Thyroid Hormone Control of Cardiac Substrate Metabolism

Thyroid hormone (TH) plays an important role in maintaining a homeostasis in all the cells of our body. It also has significant cardiovascular effects, and abnormalities of its concentration can cause cardiovascular disease and even morbidity. Especially development of heart failure has been connected to low levels of thyroid hormone. A decrease in TH levels or TH-receptor binding adversely effects cardiac function. Although, this occurs in part through alterations in excitation-contraction and transport proteins, recent data from our laboratory indicate that TH also mediates changes in myocardial energy metabolism. Thyroid dysfunction may limit the heart s ability to shift substrate pathways and provide adequate energy supply during stress responses. Our goals of these studies were to determine substrate oxidation pattern in systemic and cardiac specific hypothyroidism at rest and at higher rates of oxygen demand.
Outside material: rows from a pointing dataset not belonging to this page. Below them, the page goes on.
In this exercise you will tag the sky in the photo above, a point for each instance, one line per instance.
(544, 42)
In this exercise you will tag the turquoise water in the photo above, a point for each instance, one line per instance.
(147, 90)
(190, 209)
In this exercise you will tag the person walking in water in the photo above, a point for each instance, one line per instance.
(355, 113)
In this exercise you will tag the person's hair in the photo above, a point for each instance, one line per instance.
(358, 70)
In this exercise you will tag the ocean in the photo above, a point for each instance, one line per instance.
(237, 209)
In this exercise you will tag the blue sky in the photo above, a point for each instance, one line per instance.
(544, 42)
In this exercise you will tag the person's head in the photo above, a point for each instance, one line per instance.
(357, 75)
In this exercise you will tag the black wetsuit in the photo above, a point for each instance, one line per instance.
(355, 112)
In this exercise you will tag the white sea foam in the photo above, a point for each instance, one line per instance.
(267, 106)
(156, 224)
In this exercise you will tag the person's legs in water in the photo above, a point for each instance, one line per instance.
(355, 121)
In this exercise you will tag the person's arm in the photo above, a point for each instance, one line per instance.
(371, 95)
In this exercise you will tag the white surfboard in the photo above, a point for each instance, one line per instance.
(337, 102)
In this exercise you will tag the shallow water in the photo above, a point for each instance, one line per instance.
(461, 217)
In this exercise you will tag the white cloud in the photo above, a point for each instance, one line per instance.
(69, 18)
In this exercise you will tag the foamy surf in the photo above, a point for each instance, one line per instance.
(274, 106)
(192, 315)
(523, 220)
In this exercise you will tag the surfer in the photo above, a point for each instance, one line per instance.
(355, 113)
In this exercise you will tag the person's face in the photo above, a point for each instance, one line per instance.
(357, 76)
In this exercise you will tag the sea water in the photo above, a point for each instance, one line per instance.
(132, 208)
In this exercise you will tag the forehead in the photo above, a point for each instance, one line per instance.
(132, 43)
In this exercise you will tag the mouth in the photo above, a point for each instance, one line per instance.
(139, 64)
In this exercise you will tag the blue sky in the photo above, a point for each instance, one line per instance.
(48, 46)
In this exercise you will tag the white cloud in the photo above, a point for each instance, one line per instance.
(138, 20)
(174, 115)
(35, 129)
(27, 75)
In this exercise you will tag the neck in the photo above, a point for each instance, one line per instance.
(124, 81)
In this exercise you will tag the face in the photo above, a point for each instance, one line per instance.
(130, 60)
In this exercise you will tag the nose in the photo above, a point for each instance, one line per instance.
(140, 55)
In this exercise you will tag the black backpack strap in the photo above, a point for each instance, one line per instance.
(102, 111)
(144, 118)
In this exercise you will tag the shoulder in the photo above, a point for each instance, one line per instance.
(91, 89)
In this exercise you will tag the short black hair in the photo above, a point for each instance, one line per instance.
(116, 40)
Additionally we investigated the TH mediated mechanisms in myocardial substrate selection and established the metabolic phenotype caused by a thyroid receptor dysfunction. We measured cardiac metabolism in an isolated heart model using 13Carbon isotopomer analyses with MR spectroscopy to determine function, oxygen consumption, fluxes and fractional contribution of acetyl-CoA to the citric acid cycle (CAC). Molecular pathways for changes in cardiac function and substrate shifts occurring during stress through thyroid receptor abnormalities were determined by protein analyses. Our results show that TH modifies substrate selection through nuclear-mediated and rapid posttranscriptional mechanisms. It modifies substrate selection differentially at rest and at higher rates of oxygen demand. Chronic TH deficiency depresses total CAC flux and selectively fatty acid flux, whereas acute TH supplementation decreases lactate oxidation. Insertion of a dominant negative thyroid receptor (Δ337T) alters metabolic phenotype and contractive efficiency in heart. The capability of the Δ337T heart to increase carbohydrate oxidation in response to stress seems to be limited. These studies provided a clearer understanding of the TH role in heart disease and shed light to identification of the molecular mechanisms that will facilitate in finding targets for heart failure prevention and treatment.